You and Anon below point out how the Hareidi political decision not to work warps the figures somewhat, and while there is obviously something in this, it is only part of the truth. The Arab-Israeli community for example is larger than the Hareidi one, also has a higher than average birth rate, but suffers from a woefully disproportionate cut of state resources, far less than 20% or so that they make up. Lack of Government investment in education, infrastructure, employment etc. is a major contributory factor to the lack of opportunity and poverty faced by the community. If on the other hand you live over the green line, the amount the government invests per citizen (excluding security costs) is many, many times the average.

Another question: you say "Bibi led the country out of a recession, cut taxes and put the economy back on the rails" but how much is that down to a particular individual or even local policy, as opposed to global trends and/or the diplomatic situation here?

Finally, referring back to my point on the other post: NONE of the economic arguments justify the systematic demonisation of the weakest sectors of society by Shalom and Netenyahu.

Phew! So much for brief…

Yellow Boy

Gilly said...

Britain today is in a rather better shape than it was in in 1979 thanks largely to Thatcherite policies. She ran the shop for most of that time and those who have come after her have followed suit. If you prefer to go back to the days of union domination, energy strikes and 3 day weeks then please feel free to vote for Amir Peretz.

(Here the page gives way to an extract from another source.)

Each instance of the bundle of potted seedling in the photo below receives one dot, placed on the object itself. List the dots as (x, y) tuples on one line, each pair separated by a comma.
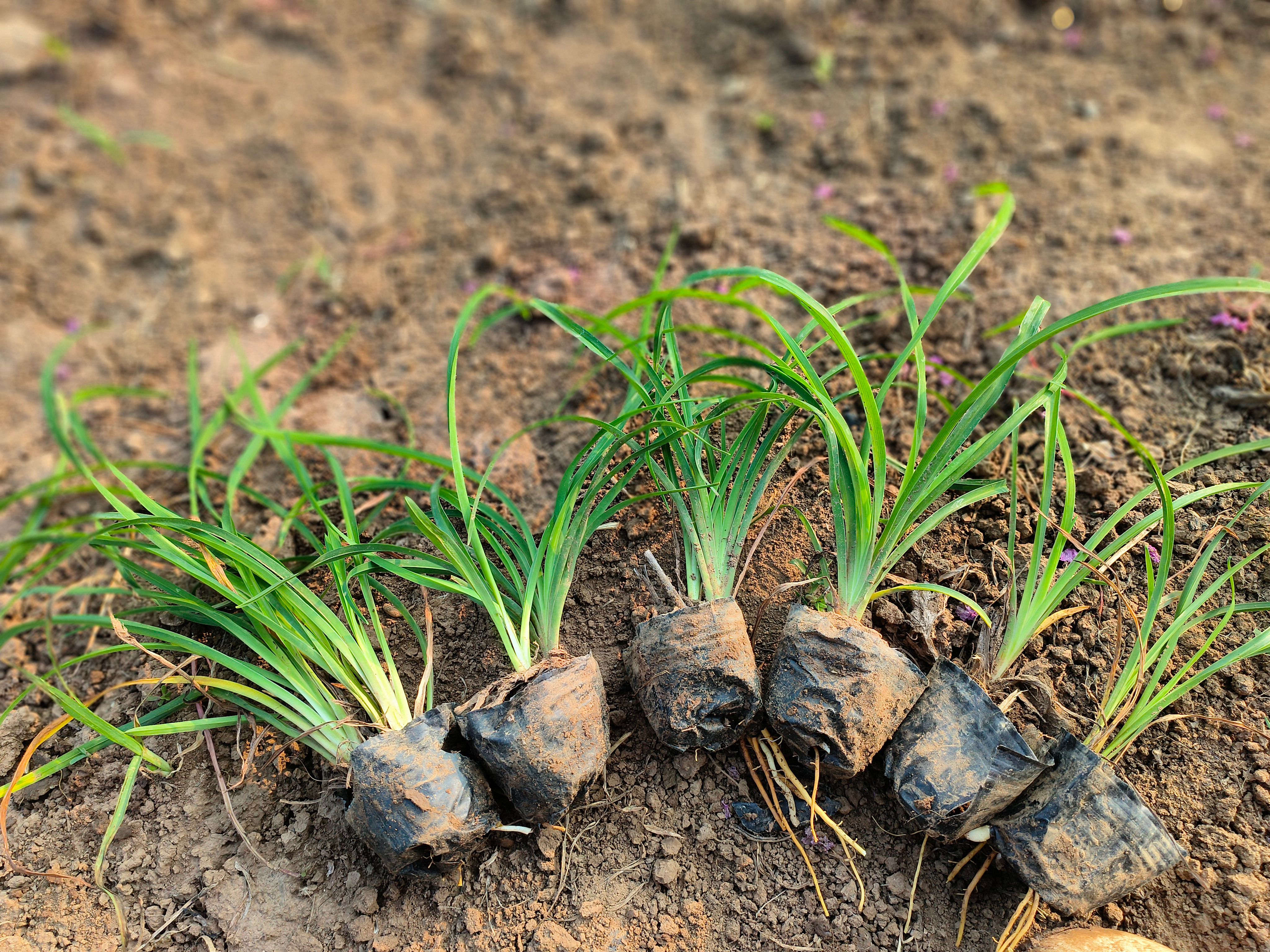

Yes it's not right to demonise a sector of the community. I'd argue your choice of verbage but if you insist - the right demonise the left, the left demonise the settlers, the religious demonise the secular and vice versa and we all demonise Manchester United. Wouldn't want anyone to feel left out....

Anonymous said...

Bugger, just lost my post. I'll try again.

That the general level of political 'discourse' in Israel is terrible is irrelevant. The weakest sectors of society- single parents, the disabled, Arabs, the elderly etc. should not be victims of it full stop. It’s what the Torah demands, and we mustn't be blasé about it.

We demonise ManUSA because they are c***'s. Single mothers aren’t.